NewsPositively San Diego


San Diego teen's documentary helps bring kids closer together

Posted at 6:48 AM, Aug 12, 2021
and last updated 2021-08-12 09:48:10-04

SAN DIEGO (KGTV) -- There is no question the last year and a half has stressed out most students like never before.

San Diego middle school student James Mylenek decided to use that experience to express what he was feeling and, in the process, discovered what others were going through, too.

A year in isolation inspired James to create his documentary titled “Teens in Isolation.”

“I wanted the beginning to be very flashy and crazy like how it was during the beginning of quarantine,” James said.

The first images are quick cuts between news reports about the bleak early days of the COVID-19 pandemic. At age 13, James says for him, the physical isolation gave rise to emotional isolation.

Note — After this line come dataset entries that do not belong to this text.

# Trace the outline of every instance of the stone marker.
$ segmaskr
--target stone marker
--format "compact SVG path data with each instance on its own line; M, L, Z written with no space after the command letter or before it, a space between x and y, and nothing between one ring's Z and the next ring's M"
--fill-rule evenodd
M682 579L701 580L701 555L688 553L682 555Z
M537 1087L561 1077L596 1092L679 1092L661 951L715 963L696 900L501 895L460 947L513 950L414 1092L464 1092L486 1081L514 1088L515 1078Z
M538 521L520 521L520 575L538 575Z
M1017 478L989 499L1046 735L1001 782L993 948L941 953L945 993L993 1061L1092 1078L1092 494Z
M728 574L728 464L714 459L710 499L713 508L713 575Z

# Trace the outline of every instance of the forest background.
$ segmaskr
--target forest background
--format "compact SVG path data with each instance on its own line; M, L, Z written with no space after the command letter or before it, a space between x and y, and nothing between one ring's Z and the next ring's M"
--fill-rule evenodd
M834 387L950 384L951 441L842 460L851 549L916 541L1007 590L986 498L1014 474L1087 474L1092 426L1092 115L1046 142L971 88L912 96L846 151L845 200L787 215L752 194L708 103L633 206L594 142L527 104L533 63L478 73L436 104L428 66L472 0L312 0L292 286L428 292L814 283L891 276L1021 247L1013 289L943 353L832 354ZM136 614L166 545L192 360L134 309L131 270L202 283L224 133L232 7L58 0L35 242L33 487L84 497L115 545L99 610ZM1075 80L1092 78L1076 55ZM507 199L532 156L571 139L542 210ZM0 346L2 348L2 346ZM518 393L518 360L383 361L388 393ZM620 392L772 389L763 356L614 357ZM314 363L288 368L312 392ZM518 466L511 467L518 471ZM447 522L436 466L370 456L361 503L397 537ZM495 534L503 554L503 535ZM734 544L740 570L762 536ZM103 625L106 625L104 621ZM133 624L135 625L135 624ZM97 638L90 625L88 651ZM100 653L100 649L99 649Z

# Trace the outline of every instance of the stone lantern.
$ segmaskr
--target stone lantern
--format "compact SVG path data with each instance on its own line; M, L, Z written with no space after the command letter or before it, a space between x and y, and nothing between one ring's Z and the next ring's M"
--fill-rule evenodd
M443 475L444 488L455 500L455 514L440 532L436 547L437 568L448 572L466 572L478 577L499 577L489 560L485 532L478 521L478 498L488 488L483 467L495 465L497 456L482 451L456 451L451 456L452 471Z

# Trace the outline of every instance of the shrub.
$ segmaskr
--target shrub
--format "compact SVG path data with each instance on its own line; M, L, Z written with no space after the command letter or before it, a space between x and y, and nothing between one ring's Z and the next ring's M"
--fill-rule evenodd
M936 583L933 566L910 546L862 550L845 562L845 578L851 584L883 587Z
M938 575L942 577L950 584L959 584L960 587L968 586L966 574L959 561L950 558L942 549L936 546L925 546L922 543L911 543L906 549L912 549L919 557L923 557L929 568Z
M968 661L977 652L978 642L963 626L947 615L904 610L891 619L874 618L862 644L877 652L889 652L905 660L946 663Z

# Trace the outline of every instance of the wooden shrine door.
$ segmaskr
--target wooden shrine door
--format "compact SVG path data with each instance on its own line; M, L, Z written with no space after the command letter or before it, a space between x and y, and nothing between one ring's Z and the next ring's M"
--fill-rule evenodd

“I felt kind of like I was alone in this, like I didn't feel like anyone else was fighting the fight with me,” said James.

However, while interviewing other students for the documentary, James discovered he was not alone.

“I've talked to so many people, friends and family about what they've been struggling with and how it was emotional for them and seeing this film was emotional for them. I'm glad this was like a gateway to connecting with other people,” James said.

James created his gateway as part of a Media Arts Center San Diego teen project, part of the San Diego Unified School District’s summer enrichment program. The short documentary was presented during the San Diego Latino Health Coalition's youth panel on mental health and was chosen to be an entry in the 20th iVIE awards and Student Film Festival.

James says his interest in making films began at the tender age of five.

“It would just be like me dancing in front of my little iMac,” he said.

From there he progressed to mini movies. James said while he has put himself in front of the camera, he felt he needed to be behind it for his documentary.

“I thought if I focused more on getting their voices amplified that it would make it better,” said James.

The way, James says, this film made other teens feel better, knowing they were going through their separate experiences as a group.

At the end of the film is a montage of students saying, “We got through it.”

James said, “I'm just proud of everyone in the film for being vulnerable and being able to share the truth.”

James also added the state's reopening has felt "surreal" because of the nagging question, “What if we shut down again?”

But he says he's ready to go back to school and is already planning for his next film.